O mito de barro, que foi inflado

Gilvan Freire

Parece não haver justificativa para considerar inflável uma peça de barro. Via de regra um artefato de argila tem forma estática, a menos que, sob tensões da temperatura, possa aumentar ou diminuir.

O mito de barro é diferente. Ele é fruto da imaginação do povo, da crendice popular. Tem o tamanho que a invencionice quer. E são inúmeros. Vindos da Grécia primitiva, em sua maior parte, foram considerados e adorados como deuses. Mas, na medida em que a humanidade foi aumentando e se diversificando geopoliticamente, e ampliando seus conhecimentos, os mitos foram morrendo. Hoje, existem apenas na literatura, nas artes, na poesia, e ainda são evocados pelos grandes oradores. Não têm mais sentido religioso, mas ornam as palavras, a que dão mágica e feitiço. Mesmo mortos e sepultados ao longo de milênios, os mitos resistem no imaginário coletivo e, às vezes, se expressam em forma humana, de tal maneira as atitudes de algumas pessoas impressionam o povo. Nos últimos tempos de nossa História Contemporânea (esse período da história parte de 1789 d.C.), são milhões de mitos humanos inventados pelo povo no mundo inteiro. Ou por conta de fatos notáveis produzidos por gênios da raça em diversas atividades, em certo tempo, ou por causa da manipulação da opinião pública, de onde saem lideres e gênios inventados ao sabor e fragor dos momentos e das tensões sociais. A fábrica de mitos não para.

É como se a humanidade toda se reunisse e decretasse: ‘temos de recriar os mitos, porque eles são uma necessidade do espírito humano’ – não bastasse existir Deus, o único mito real explicável. ‘Ainda que sejam de barro’ – teria sugerido alguém deprimido porque não tem um mito dentro de si.

Próximo de nós os mortais da terra, cria-se mito a toda hora, em todo lugar. Há uma mitomania, talvez decorrente das carências espirituais acumuladas desde os gregos longícuos. Criamos os mitos de estimação ocasional por assim dizer. Mas por que nossos mitos inventados são tão frágeis?

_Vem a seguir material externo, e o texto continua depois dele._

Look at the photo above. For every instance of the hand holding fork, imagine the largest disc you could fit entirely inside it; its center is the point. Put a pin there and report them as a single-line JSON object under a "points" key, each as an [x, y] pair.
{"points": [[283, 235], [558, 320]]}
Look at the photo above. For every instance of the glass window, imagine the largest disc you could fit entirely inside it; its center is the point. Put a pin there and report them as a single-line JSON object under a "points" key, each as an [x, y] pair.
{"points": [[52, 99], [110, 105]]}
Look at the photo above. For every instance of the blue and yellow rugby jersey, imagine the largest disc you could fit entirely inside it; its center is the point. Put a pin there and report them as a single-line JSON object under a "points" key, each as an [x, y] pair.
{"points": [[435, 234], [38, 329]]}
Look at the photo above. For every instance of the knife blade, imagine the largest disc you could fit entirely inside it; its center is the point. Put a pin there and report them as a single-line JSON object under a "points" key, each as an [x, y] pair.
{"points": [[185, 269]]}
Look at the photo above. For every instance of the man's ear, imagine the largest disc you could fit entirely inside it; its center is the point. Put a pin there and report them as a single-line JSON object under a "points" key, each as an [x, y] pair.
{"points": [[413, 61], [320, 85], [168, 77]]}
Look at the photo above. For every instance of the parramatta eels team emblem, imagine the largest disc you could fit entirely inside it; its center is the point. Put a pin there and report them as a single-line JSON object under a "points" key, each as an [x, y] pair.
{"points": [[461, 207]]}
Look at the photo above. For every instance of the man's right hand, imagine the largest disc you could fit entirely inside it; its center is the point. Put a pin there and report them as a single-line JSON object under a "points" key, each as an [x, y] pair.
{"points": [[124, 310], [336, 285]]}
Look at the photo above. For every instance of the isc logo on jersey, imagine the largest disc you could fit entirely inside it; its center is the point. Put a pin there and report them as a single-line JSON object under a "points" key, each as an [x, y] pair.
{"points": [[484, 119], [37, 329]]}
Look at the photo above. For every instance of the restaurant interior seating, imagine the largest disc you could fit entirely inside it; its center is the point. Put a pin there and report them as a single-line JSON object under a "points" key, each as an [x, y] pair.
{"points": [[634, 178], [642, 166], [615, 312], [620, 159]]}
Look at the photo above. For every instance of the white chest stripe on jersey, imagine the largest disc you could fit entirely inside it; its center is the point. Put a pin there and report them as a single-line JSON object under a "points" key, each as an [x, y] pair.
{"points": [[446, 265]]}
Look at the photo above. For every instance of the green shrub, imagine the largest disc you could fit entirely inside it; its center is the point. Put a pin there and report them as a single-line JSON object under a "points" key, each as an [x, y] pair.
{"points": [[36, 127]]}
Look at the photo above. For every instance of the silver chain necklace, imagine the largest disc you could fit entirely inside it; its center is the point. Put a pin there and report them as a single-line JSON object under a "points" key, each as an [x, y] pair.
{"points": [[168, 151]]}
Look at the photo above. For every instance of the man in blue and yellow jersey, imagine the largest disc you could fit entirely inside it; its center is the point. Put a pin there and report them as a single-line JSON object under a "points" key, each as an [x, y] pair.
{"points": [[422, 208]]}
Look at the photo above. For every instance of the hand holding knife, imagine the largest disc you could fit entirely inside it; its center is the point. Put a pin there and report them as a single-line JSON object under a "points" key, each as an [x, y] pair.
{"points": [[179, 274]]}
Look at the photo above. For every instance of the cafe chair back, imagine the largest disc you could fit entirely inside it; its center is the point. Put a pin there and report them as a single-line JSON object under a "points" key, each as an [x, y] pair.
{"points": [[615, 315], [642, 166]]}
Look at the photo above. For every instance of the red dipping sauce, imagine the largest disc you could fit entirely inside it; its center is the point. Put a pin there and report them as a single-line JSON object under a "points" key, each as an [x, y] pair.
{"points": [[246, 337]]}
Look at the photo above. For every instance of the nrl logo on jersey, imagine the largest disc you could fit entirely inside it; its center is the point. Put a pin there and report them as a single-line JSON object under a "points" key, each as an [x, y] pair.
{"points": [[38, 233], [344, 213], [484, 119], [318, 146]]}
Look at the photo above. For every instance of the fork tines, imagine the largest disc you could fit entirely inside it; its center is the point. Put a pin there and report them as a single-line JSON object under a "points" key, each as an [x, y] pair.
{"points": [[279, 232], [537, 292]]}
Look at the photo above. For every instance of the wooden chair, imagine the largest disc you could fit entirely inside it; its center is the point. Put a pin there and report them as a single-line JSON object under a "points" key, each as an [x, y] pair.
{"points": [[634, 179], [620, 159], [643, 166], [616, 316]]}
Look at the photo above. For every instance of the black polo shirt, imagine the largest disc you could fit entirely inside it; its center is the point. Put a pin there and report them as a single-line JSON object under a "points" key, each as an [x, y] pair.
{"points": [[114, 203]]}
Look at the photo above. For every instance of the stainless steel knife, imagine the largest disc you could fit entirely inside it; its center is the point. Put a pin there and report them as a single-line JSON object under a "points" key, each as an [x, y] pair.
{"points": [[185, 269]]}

É somente porque são criados como obra de ficção, quase todos, e esculpidos pelo nosso imaginário carente de líderes, também chamados ‘ícones’ – o substituto do mito (ou um ser concorrente): pessoa cheia de virtudes e capacidades referenciais de uma época. Em verdade, mitos pequenos, minimitos.

Ricardo Coutinho, por causa de uma baixa e frágil cultura política praticada na Paraíba nesses últimos tempos, entrou na fase cerâmica da modelagem do mito de barro, uma réplica de mito que a população exige de si mesma quando não acha em seus líderes os referenciais de conduta e virtudes políticas. Coisa que só aconteceu porque os ícones anteriores do povo começaram a se digladiar e se matar, um tentando exterminar o outro para não ter que dividir o PODER – a fábrica de mitos deusificados que está habituada a engolir também os próprios deuses que inventa.

Pensando bem, por que RC, o mito recriado, teria decepcionado e frustrado a tantos?

Quando RC ganhou a prefeitura, a primeira coisa que lhe veio a mente foi: eu preciso matar Cícero para sobreviver. Pensou ele. O manual da mitomania pede que haja esses sacrifícios de morte. É o mesmo ritual de tempos anteriores quando a cultura política era baixa e frágil. Nada mudou, a não ser o fato de que o morto de RC sobreviveu. Agora virou assombração. E, será possível matá-lo de novo, assim como morrem os mitos e depois reaparecem?

Criado o mito Ricardo – uma obra artesã tecida por muitas mãos ansiosas para construir pelo menos um ícone -, o que sobra é uma experiência malograda. Mas é isso mesmo em que dá conceber um mito de barro, inflados pelo poder, que queria matar os seus contrários somente para que sobrevivesse a mitologia.